Use the clang++ compiler instead of gnu g++

yizeyi18 commented 7 months ago

@denghuilu I faced some problem configuring with clang++: CMake do not consider my mpi library usable, I'm afraid I need to recompile an OpenMPI with clang too, it really takes some time.

denghuilu commented 7 months ago

@denghuilu I faced some problem configuring with clang++: CMake do not consider my mpi library usable, I'm afraid I need to recompile an OpenMPI with clang too, it really takes some time.

Check this link, I think it can be helpful: https://mcresearch.gitee.io/abacus-user-guide/abacus-dcu.html

yizeyi18 commented 7 months ago

Check this link, I think it can be helpful: https://mcresearch.gitee.io/abacus-user-guide/abacus-dcu.html

Thanks! This really helps. Although I still uses a manual-build openmp, as I'm trying to implement a spack-build doc(see #3291), this document contains a bunch of useful information, e. g. it needs single- and double-precision fftw to work with rocm; also to notice that lcao is not recommended with rocm.

yizeyi18 commented 7 months ago

@denghuilu I made a successful build under dtk 23.10 environment with spack! So hard, but really shows the cmake script works under dtk environment.

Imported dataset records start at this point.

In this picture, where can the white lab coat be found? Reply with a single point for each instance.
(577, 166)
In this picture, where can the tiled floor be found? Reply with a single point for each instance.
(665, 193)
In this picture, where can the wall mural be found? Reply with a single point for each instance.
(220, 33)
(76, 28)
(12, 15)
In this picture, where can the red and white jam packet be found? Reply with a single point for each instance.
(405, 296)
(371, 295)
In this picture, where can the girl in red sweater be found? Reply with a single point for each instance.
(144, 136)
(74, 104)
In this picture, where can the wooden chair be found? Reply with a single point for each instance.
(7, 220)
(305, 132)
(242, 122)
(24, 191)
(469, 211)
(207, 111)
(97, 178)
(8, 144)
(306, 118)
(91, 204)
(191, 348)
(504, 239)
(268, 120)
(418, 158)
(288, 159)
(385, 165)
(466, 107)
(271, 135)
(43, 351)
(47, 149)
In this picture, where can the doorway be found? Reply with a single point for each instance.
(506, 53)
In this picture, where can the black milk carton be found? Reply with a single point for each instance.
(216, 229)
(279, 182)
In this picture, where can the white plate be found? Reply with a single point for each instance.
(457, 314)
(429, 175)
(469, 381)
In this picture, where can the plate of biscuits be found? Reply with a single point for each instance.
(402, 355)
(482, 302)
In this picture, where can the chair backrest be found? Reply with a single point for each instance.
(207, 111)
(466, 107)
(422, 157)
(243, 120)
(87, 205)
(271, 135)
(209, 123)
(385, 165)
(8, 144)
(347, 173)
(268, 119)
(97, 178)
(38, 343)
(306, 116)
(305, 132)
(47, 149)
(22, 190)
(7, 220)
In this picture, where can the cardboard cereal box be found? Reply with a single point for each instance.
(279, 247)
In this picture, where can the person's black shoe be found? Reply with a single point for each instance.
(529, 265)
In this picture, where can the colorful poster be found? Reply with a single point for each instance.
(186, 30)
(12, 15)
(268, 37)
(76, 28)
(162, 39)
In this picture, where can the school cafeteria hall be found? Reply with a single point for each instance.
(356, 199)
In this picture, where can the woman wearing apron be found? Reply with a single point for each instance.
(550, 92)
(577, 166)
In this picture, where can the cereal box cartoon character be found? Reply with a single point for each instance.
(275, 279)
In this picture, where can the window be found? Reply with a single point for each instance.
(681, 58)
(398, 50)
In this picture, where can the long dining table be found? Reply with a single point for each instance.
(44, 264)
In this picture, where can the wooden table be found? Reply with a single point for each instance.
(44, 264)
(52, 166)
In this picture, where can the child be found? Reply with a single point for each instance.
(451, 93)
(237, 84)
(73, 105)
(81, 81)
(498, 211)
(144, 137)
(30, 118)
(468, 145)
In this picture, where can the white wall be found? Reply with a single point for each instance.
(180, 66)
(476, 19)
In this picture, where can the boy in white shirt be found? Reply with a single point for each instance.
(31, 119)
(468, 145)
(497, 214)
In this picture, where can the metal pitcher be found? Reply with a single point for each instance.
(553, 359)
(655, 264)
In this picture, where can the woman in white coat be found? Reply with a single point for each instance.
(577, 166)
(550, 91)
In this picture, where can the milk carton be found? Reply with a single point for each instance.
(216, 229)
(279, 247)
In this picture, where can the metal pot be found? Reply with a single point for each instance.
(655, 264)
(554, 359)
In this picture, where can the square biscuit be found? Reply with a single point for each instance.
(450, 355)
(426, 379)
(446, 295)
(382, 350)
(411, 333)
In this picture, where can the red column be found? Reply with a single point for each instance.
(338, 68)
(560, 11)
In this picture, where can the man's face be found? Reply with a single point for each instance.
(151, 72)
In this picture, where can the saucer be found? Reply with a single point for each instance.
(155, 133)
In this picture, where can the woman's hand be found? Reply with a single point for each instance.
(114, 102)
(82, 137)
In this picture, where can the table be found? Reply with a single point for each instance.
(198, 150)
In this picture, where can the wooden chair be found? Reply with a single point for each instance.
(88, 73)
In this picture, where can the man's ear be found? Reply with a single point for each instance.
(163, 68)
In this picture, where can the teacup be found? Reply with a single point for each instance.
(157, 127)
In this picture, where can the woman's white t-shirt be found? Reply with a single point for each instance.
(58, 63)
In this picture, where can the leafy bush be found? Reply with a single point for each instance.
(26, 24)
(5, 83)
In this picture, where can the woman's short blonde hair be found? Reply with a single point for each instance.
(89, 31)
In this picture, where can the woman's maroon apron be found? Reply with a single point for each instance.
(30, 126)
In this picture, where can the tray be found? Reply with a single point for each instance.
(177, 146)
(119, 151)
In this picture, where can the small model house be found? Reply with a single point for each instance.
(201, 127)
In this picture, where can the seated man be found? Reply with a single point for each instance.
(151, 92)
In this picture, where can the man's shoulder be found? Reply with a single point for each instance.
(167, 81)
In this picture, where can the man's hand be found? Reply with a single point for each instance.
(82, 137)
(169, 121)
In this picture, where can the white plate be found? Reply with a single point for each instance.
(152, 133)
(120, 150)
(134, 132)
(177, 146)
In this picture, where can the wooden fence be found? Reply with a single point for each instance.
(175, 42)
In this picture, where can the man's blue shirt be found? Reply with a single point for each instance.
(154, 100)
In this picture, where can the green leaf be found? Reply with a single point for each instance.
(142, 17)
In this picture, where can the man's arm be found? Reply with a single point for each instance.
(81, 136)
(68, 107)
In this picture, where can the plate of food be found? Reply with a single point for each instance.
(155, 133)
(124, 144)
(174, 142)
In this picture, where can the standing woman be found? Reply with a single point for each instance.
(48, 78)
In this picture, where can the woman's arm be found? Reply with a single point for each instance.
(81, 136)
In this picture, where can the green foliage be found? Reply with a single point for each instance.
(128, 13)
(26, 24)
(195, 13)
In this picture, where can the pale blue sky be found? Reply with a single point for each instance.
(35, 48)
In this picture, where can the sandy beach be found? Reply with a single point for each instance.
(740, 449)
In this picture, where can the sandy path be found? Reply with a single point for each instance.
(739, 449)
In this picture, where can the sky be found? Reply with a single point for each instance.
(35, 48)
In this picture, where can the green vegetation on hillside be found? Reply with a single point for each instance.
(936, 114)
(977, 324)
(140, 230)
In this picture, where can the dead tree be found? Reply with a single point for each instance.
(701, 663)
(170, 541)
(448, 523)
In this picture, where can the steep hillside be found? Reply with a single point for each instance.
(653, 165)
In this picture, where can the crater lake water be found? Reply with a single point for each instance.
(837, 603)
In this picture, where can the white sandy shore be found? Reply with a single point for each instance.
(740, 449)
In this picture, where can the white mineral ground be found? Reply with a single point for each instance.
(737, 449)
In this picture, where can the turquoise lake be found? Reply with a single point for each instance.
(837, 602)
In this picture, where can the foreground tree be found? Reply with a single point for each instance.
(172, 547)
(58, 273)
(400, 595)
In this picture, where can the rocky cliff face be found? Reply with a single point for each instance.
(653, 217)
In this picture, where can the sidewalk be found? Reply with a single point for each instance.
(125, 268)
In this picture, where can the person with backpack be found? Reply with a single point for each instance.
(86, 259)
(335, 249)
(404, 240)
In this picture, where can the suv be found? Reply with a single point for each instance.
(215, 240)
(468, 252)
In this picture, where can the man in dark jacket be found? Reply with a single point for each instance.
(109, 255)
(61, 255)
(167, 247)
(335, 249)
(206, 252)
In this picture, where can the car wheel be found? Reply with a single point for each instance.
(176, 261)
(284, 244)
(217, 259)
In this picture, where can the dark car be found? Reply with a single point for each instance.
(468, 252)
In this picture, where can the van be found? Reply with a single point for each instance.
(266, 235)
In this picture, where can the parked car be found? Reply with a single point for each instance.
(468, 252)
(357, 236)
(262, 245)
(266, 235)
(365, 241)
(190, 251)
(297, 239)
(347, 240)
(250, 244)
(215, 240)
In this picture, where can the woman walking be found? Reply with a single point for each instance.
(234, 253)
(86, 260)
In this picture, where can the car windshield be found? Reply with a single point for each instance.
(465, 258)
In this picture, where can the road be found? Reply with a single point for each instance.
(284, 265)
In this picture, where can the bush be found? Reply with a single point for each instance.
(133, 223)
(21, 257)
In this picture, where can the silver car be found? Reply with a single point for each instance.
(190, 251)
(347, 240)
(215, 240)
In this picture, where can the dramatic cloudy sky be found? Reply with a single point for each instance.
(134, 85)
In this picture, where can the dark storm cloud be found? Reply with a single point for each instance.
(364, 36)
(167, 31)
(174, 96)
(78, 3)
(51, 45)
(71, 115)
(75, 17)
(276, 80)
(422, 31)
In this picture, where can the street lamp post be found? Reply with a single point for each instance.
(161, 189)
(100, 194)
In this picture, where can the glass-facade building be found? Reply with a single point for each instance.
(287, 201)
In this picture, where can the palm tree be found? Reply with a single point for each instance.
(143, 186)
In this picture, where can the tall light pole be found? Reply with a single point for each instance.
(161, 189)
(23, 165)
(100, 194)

Spack install script updated and pushed to online repository. Some difficulties are:

denghuilu commented 7 months ago

@denghuilu I made a successful build under dtk 23.10 environment with spack! So hard, but really shows the cmake script works under dtk environment. Spack install script updated and pushed to online repository. Some difficulties are:

  • dtk compiler uses a non-compressing ld, but dependent libs(like fftw) are built using compiler with compressing ld, that causes link error. This is not solved in the script; only can we expect users do not use a non-system ld to build dependencies.
  • dtk cmake script takes some improper assumption, causing cmake error. Solved in spack script.
  • select a correct compiler. Generally cpu part of the program need not to be built with gpu compiler, and user with no knowledge of ABACUS may specify some other compiler in command line; for ABACUS there is no choice to seperate them, so rocm compiler must be specified explicitly. Specified in spack script.
  • not tested. I have no card time on Sugon platform, do you have that condition to test this?

@caic99 @pxlxingliang Do we have some ways to help developers to access the Sugon test environment?

caic99 commented 7 months ago

@caic99 @pxlxingliang Do we have some ways to help developers to access the Sugon test environment?

@denghuilu I'm afraid not.

WHUweiqingzhou commented 6 months ago

@yizeyi18 can we close this issue now, or keep it open?

yizeyi18 commented 6 months ago

@yizeyi18 can we close this issue now, or keep it open?

@WHUweiqingzhou I had been long not focusing this. Tonight I could test installing ABACUS under rocm environment and decide... As the spack package is still not merged into their repository.